WASHINGTON — Acting attorney general Matthew Whitaker said Monday that Special Counsel Robert Mueller’s Russia investigation is “close to being completed.”
“I have been fully briefed on the investigation,” Whitaker, who has authority over Mueller’s probe, said during a news conference. “I look forward to Director Mueller delivering the final report.”
Whitaker also said: “I am comfortable that the decisions that were made are going to be reviewed,” but it wasn’t immediately clear what he meant by that.
Peter Carr, a spokesman for Mueller, declined to comment.
Senator Chris Coons, Democrat of Delaware, said Whitaker’s statement that decisions made in the investigation would be reviewed is “chilling,” adding he doesn’t have confidence that Whitaker will respect the independence of Mueller’s probe.
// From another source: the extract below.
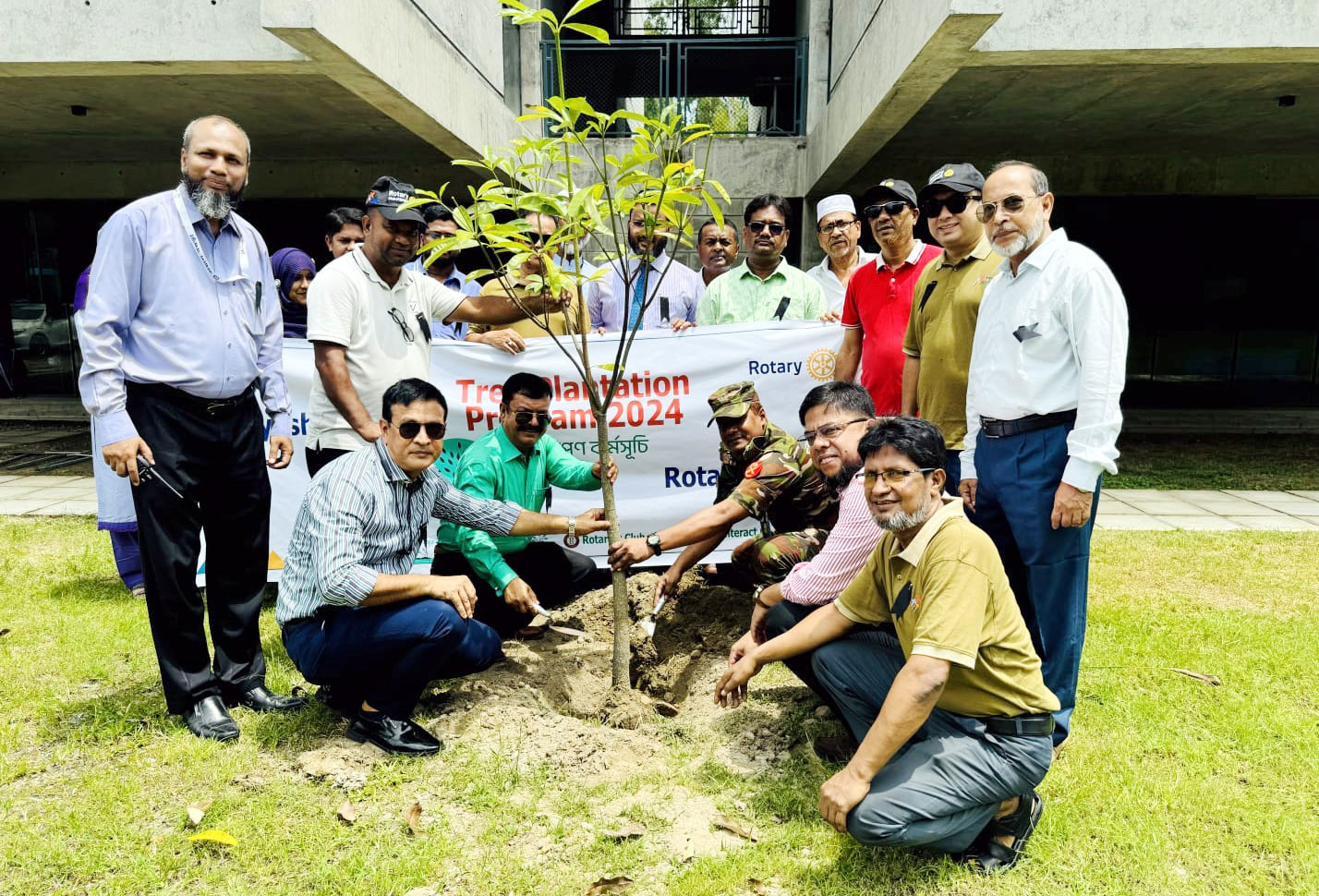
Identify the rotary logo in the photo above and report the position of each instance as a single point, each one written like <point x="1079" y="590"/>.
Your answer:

Democrats have said they’re concerned that Whitaker, who criticized Mueller’s investigation before he joined the Justice Department, may try to suppress some of his findings or hamper the probe. Mueller has been investigating whether President Trump or any of his associates conspired with Russia during the 2016 presidential election.
There has also been an ongoing question about how much of Mueller’s probe will be made public. The White House may try to assert executive privilege to prevent key findings from being turned over to Congress and the public, according to people familiar with internal deliberations.
William Barr, who Trump nominated to be attorney general, told lawmakers that Justice Department standards may prevent him from releasing Mueller’s final report or allowing the president to be charged with a crime while in office. Barr provided written answers to follow-up questions from his confirmation hearing.
His answers could result in more criticism from lawmakers who are seeking ironclad assurances that the public will get to read Mueller’s report.
Barr’s nomination is likely to be voted out of the Judiciary Committee next week, setting up a confirmation vote on the Senate floor before Presidents’ Day on Feb. 18.
Two Senate Judiciary panel members — Republican Chuck Grassley of Iowa and Democrat Richard Blumenthal of Connecticut — said Monday that they’re proposing legislation that would require Mueller’s report to be made available to the public and Congress when the investigation is complete. If the special counsel were fired or resigned, a public report would have to be released in two weeks.
Mueller has continued to unspool his findings, issuing another indictment law week. On Friday, Mueller arrested Trump’s longtime ally Roger Stone, accusing him of lying to Congress and obstructing a congressional inquiry.
Whitaker decided not to recuse himself from overseeing Mueller’s investigation even though a Justice Department ethics official said a formal review would likely recommend a recusal, an agency official has said.
Democrats have demanded that Whitaker step back from Mueller’s continuing investigation because he openly criticized the probe in interviews last year before he joined the Justice Department. Trump has also repeatedly derided Mueller’s work as a “witch hunt.”